Most of us are lucky that we haven’t seen or experienced wars, but what Calgary and southern Alberta residents went through was no worse than being in a war. Calgarians woke up last Friday to see emergency declared in their city and downtown Calgary looked like a war zone. Practically everything came to a standstill. Roads leading to downtown were closed and it appeared as if the city was under siege. In the residential areas, there were helicopters hovering overhead, soldiers and RCMP officers going door-to-door checking if everyone was safe and heavy equipment transporting people and clearing area on the affected streets.
Friday was the worst day as offices, schools and other institutions were closed to minimize traffic and avoid any more problems. Even several hospitals and continuing care centres had to relocate patients from flood-affected areas. Twenty four communities in Alberta had declared local states of emergency, indicating the grave situation that the province was undergoing.
“Our highest priority is indeed the safety and the care of our patients as well as the health of our citizens despite the challenges facing us,” Dr. David Megran, the chief medical officer with Alberta Health Services said.
Canmore was the first municipality to declare a state of emergency. Highway 1, the Trans-Canada Highway, was closed due to the road being washed off. That meant that the vital route connecting Canada’s recreational playground was closed. No one could visit Canmore, Banff or Kananaskis. We had guests from England and we were planning to spend the weekend in Canmore/Banff area when the floods happened, washing away our intentions with them. A fiend of mine, a Calgary resident, who has a business in Canmore, was unable to open his business for four days and it is doubtful if he’ll be able to so soon.
A relative whose daughter had a wedding reception in Canmore on Saturday had to quickly switch plans and was forced to adopt plan B. They were lucky to arrange her wedding reception at a Calgary hotel at such a short notice. Guests who were informed on time were able to come to the new venue while others were left to chance. There will be many more such unheard stories where people’s plans had been dashed and they were forced to find alternatives.

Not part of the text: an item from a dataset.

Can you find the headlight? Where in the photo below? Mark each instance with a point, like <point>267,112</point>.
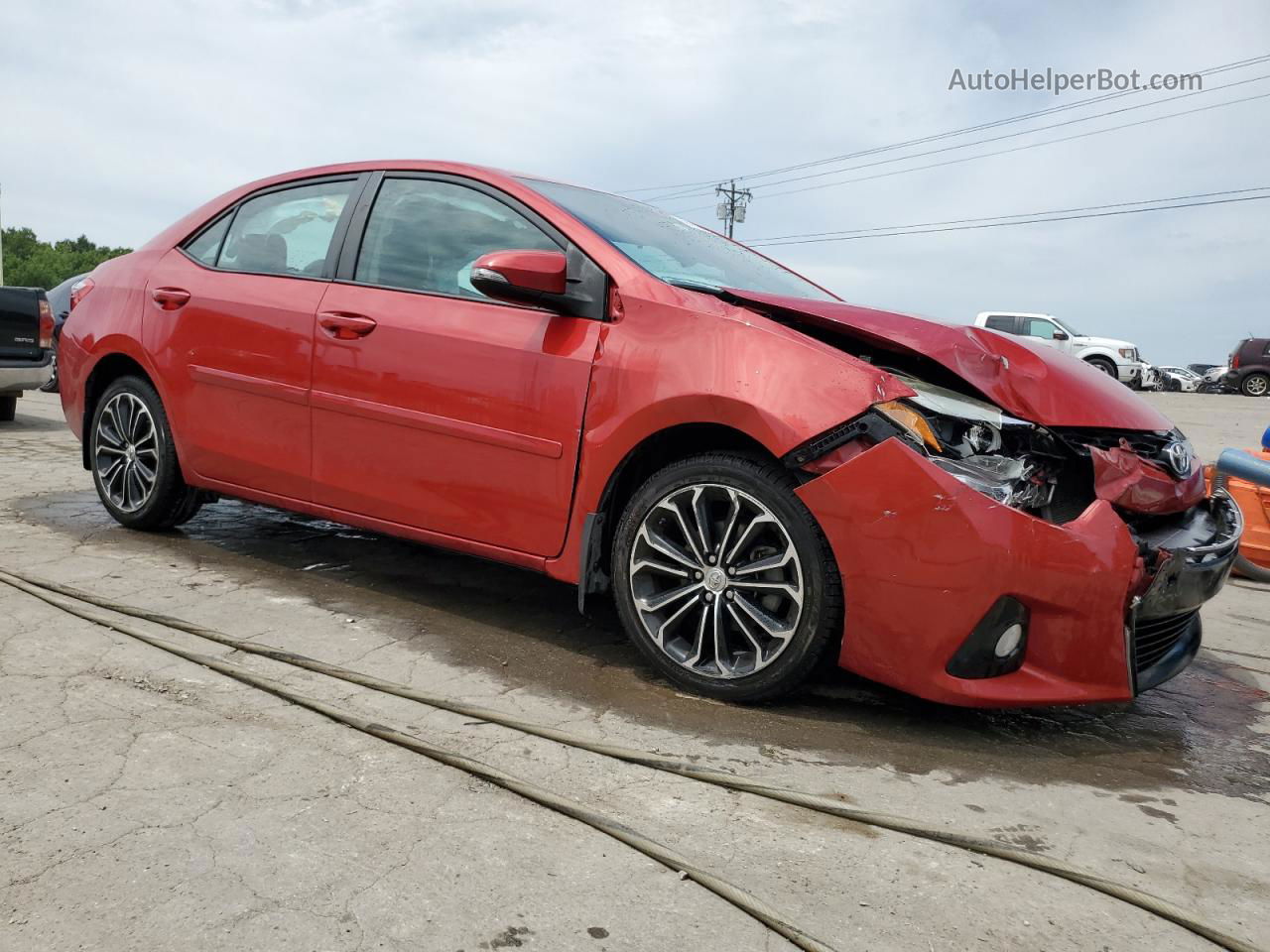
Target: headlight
<point>911,421</point>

Perhaps the biggest tragedy is the Stampede grounds, which is completely flooded. We were invited to a communal function in the Saddledome and were notified on Friday
that it had to be cancelled. Together with 10,000 other Calgarians, I was not worried about missing the event as much as I was concerned about the Calgary Stampede, which is scheduled to begin in about two week. It is my earnest hope that this Greatest Show on Earth should proceed as planned and that the Stampede authorities clean up in readiness for the opening. Latest report indicates that the hockey arena had been damaged with players’ room and equipment also damaged, together with some seats in the public area.

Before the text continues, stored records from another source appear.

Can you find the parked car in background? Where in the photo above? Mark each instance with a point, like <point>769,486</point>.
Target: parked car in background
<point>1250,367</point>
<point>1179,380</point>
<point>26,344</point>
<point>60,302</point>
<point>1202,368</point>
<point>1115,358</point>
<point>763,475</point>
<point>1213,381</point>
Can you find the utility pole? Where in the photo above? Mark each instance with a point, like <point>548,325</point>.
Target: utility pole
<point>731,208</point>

I salute the thousands of volunteers and emergency preparedness personnel who went into action the moment tragedy struck Calgary and several communities in Southern Alberta. Neighbours, relatives and friends opened their homes to those affected by the floods and many people took them in by providing accommodation and food. The whole community joining forces to cope up with disastrous situation is a testimony of their spirit, generosity and helpful nature.
Municipal, provincial and federal officials – all the three tiers of government – converged in Calgary to offer help and moral support. It was nice to see Calgary Mayor Naheed Nenshi, Premier Allison Redford and Prime Minister Stephern Harper – three powerful Calgarians – combine forces to battle the floods. We still don’t what kind of assistance residents can expect from these politicians who call Calgary their home.
Early reports show that it would not be until mid-week when the downtown core is back to normal. It looks like Calgarians will have to still put up with some hardships a little longer before they can expect their lives to be back to normal. On top all that is happening, the city announced voluntary water restrictions to residents. Calgarians were urged to limit showers, diswasher and washing machine use and toilet flushing because high levels of debris and silt coming into the city’s drinking water treatment plants were slowing down their function. The city also urged residents to avoid using telephones for fear that the city’s phone lines get overwhelmed.
More grime news followed as the Insurance Bureau of Canada announced that homeowners hoping to lodge claims for flood damage wouldn’t get help for water that poured through doors or basement windows. “You’re not covered. There’s no overland flooding coverage in Canada, a spokesman said. Property owners have been urged to check their policies.
The flood didn’t dampen the spirit of Calgary residents. I am sure they will be able to cope with whatever comes in the next few days.